Türkise Medienpolitik zwischen Sonderförderungen, Hintergrundgesprächen und Klagsdrohungen

In einer konsolidierten, liberalen Demokratie bieten Medien einen Raum für die öffentliche Kommunikation, Diskussion und Kritik der Politik. In diesem Raum, insbesondere im öffentlich-rechtlichen Bereich desselben, soll das politische Handeln gewählter Repräsentant*innen für die Wählenden transparent gemacht und mit Mediengesetzen ein einigermaßen fairer Wettbewerb zwischen den Parteien hergestellt werden.

Die türkise ÖVP um Bundeskanzler Sebastian Kurz, interessiert sich ostentativ wenig für dieses Medienverständnis, dank ihr wurde der Begriff „Message Control“ überhaupt erst etabliert. Kritische Medien bei der Pressekonferenz? Heute lieber nicht.

Es gibt einen Regierungsskandal? Heute lieber erstmal die Einladung der Zeit im Bild ablehnen, um dann erst Tage später ein eigenes Gschichtl im ORF zu erzählen. Falsche Frage beim Interview? Lieber auf etwas anderes antworten. Lästige Frage am Anfang der Pressekonferenz? Falsches Thema, später dazu antworten. Lästige Frage am Ende der Pressekonferenz? Leider keine Zeit mehr.

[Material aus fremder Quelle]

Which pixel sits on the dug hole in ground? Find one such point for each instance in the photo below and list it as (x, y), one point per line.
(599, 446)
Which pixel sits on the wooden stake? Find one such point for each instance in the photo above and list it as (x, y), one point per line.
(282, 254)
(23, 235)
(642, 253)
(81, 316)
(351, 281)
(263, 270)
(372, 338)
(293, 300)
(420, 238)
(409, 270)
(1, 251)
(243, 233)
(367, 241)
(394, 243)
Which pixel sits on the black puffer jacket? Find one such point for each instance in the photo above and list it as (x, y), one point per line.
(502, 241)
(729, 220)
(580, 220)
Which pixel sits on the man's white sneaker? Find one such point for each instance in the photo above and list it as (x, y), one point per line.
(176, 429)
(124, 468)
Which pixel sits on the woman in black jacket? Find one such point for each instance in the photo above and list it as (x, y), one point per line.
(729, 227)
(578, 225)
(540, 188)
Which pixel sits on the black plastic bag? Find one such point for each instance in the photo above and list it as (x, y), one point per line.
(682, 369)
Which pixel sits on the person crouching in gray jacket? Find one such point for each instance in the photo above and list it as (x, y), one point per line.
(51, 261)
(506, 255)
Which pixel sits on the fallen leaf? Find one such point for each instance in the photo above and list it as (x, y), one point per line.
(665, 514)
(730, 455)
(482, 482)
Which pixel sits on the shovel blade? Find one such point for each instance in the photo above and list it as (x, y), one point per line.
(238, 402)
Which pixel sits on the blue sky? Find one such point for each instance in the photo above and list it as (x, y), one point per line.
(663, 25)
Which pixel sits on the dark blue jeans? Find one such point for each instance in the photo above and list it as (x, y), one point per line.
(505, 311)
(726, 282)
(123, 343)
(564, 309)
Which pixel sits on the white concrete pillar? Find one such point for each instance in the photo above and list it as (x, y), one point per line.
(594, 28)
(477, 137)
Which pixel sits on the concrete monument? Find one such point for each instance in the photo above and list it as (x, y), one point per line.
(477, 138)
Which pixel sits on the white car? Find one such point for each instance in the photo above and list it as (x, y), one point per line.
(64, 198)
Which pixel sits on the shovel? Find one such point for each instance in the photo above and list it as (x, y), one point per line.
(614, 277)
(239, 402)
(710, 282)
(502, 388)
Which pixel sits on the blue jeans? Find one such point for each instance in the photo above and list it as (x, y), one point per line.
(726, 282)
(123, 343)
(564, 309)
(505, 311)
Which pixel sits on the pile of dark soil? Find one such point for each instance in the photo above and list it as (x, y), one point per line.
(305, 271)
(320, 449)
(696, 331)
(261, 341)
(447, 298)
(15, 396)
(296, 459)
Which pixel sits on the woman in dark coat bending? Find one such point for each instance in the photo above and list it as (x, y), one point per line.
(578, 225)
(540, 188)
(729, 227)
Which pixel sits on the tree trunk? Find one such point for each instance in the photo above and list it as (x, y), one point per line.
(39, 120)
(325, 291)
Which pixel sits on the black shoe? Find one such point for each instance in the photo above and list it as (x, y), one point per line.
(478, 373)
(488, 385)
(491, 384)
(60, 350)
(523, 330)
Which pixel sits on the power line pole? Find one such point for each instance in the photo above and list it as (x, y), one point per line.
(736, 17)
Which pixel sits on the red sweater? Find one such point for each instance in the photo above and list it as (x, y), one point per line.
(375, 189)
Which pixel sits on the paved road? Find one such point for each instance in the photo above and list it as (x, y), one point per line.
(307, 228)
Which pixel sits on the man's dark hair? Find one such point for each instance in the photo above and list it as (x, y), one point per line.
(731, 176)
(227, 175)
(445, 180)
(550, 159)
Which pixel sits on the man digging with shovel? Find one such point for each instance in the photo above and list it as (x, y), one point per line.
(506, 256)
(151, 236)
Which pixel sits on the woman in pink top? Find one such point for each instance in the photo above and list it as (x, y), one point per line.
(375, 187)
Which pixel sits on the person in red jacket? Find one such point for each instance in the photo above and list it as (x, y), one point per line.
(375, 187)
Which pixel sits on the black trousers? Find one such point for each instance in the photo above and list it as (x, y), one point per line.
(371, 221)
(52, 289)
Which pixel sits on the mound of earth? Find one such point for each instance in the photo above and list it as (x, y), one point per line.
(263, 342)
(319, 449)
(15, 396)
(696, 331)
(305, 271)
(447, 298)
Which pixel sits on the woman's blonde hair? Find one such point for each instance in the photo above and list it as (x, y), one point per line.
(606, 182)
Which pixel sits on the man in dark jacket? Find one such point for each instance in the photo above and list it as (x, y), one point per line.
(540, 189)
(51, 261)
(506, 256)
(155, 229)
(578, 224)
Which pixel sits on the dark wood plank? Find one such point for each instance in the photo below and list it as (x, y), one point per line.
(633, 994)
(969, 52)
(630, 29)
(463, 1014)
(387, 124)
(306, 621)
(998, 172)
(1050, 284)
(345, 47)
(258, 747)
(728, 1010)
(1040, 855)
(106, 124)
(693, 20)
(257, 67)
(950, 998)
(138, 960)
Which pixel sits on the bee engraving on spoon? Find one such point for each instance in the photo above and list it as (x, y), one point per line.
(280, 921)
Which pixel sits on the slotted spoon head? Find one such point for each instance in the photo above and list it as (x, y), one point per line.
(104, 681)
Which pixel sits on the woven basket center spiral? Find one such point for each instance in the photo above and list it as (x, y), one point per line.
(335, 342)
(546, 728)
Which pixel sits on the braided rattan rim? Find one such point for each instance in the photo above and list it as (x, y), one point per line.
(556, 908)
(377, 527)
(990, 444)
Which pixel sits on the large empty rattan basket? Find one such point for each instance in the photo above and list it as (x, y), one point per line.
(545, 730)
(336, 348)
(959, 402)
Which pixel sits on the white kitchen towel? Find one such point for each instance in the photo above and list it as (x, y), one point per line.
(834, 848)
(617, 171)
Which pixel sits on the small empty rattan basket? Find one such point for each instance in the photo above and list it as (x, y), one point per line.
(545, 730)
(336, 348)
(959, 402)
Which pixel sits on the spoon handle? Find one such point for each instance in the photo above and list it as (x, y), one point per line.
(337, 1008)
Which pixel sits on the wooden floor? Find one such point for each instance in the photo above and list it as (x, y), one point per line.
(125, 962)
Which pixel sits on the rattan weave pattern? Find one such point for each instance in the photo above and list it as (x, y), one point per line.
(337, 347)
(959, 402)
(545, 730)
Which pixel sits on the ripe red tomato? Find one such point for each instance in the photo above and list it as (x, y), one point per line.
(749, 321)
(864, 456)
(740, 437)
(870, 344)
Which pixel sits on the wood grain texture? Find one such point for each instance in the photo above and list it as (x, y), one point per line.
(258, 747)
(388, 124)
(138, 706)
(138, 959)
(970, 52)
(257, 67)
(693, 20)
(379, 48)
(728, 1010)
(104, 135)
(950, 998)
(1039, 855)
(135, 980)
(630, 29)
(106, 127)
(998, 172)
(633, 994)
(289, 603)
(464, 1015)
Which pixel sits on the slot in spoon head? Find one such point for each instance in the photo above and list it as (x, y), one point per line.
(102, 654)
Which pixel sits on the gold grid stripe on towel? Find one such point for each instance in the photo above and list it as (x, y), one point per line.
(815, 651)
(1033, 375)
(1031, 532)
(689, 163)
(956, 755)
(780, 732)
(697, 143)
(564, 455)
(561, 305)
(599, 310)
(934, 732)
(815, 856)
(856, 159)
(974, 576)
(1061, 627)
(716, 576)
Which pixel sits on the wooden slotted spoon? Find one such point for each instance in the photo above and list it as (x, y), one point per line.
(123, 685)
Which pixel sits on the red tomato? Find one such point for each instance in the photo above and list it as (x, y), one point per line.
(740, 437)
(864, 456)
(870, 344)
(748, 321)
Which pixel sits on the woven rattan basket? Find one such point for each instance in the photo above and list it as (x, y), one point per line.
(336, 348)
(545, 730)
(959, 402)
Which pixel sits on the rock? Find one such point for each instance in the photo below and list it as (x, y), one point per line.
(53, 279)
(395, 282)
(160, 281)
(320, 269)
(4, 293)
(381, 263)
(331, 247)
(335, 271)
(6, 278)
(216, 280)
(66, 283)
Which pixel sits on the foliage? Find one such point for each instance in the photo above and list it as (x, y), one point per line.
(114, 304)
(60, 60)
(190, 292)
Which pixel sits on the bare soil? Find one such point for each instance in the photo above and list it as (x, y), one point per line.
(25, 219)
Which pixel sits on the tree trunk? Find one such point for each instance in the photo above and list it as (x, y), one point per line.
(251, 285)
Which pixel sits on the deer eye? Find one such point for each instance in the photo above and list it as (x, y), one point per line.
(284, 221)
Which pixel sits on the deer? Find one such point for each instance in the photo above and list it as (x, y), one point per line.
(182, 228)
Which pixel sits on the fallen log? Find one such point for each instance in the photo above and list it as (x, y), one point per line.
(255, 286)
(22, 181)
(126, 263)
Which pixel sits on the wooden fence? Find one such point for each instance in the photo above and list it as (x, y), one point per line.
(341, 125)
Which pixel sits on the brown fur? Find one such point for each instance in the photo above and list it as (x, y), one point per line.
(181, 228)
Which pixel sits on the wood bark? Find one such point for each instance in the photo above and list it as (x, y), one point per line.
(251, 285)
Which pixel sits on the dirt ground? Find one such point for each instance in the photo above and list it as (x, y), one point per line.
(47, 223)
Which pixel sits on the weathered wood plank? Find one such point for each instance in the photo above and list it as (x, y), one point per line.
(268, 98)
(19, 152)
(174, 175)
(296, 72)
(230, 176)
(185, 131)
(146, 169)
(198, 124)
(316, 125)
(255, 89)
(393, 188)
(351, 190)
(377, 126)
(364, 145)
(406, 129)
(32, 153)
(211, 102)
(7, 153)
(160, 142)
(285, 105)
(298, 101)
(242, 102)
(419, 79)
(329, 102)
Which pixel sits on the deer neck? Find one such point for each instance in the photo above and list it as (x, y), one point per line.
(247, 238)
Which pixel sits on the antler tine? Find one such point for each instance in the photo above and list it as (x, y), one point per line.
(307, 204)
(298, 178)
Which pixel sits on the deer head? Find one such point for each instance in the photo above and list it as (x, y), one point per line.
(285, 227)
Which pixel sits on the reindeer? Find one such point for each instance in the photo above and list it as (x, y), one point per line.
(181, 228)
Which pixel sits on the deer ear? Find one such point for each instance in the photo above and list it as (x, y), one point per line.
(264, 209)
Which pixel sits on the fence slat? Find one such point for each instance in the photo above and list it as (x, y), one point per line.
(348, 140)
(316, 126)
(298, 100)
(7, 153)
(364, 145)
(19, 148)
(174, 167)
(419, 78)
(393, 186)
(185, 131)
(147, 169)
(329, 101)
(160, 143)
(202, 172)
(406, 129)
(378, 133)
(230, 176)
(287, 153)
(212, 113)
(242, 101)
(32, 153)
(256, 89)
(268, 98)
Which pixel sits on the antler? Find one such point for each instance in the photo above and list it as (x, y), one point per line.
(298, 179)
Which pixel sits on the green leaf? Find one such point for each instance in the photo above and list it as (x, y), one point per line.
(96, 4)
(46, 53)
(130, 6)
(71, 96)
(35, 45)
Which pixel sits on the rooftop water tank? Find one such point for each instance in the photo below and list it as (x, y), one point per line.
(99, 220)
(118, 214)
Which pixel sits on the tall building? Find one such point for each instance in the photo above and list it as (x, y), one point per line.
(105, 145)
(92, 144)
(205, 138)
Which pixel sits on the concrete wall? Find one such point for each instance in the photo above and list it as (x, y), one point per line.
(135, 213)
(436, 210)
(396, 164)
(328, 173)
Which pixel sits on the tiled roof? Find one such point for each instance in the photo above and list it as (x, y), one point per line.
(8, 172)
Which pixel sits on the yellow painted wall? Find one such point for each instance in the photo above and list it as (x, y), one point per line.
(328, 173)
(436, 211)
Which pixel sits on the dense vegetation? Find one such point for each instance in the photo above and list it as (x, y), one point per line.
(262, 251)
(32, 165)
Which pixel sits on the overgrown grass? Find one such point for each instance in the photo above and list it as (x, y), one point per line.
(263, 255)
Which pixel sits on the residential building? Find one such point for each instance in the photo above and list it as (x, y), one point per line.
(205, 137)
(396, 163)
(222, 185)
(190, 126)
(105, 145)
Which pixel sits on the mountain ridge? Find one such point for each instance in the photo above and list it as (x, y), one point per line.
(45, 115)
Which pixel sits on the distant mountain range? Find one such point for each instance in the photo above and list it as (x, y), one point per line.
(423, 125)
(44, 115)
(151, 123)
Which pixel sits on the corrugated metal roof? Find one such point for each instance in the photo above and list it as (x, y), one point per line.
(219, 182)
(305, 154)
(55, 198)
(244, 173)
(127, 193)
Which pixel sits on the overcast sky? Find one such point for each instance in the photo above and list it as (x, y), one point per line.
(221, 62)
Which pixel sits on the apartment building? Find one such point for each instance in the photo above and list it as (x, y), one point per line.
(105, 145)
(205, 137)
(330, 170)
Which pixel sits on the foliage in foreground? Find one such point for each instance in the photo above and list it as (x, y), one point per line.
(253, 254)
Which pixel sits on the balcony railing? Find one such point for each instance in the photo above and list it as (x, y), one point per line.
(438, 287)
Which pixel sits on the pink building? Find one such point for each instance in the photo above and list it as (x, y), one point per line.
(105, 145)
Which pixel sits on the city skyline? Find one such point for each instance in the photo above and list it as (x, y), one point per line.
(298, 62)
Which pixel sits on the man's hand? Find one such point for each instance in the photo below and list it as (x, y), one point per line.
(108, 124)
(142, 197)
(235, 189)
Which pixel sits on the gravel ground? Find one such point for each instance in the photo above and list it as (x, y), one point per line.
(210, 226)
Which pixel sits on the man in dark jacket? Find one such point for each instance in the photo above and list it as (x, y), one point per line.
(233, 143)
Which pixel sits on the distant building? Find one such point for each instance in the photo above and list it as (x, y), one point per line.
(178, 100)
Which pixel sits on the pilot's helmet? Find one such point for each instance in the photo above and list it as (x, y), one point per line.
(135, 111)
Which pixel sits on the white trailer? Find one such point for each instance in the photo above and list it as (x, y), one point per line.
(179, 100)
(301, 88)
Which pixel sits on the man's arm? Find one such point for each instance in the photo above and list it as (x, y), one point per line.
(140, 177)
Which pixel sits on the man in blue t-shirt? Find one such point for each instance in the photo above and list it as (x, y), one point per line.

Man könnte meinen, die türkise ÖVP verkauft die Medien für blöd, aber so ist es nicht, im Gegenteil: sie beschenkt sie. Mit Geld. Sehr viel Geld. Vor ihrem Wahlerfolg 2017 und der darauffolgenden ÖVP-FPÖ Regierung gab die „Türkise Bewegung“ statt der gesetzlich erlaubten sieben Millionen Euro Wahlwerbung etwa das Doppelte aus, also 13 Millionen, die FPÖ-Koalitionär*innen, die gerne auch mal Journalist*innen „hinauspushen“ möchten, immerhin nur 10,7. Der damalige ÖVP-Generalsekretär Karl Nehammer, heute Innenminister (Kinderabschieber), zeigte sich rechtstreu ob der illegalen, exorbitanten Ausgaben wegen „erhöhtem Informationsbedarf infolge des untergriffigen Wahlkampfes“, zückte das Partei-Portemonnaie und überwies großmütig die Strafe von 800.000 Euro. Leider konnte mit diesem Betrag der in Österreich etablierte, kulturelle Richtwert „10% Trinkgeld“ nicht eingehalten werden.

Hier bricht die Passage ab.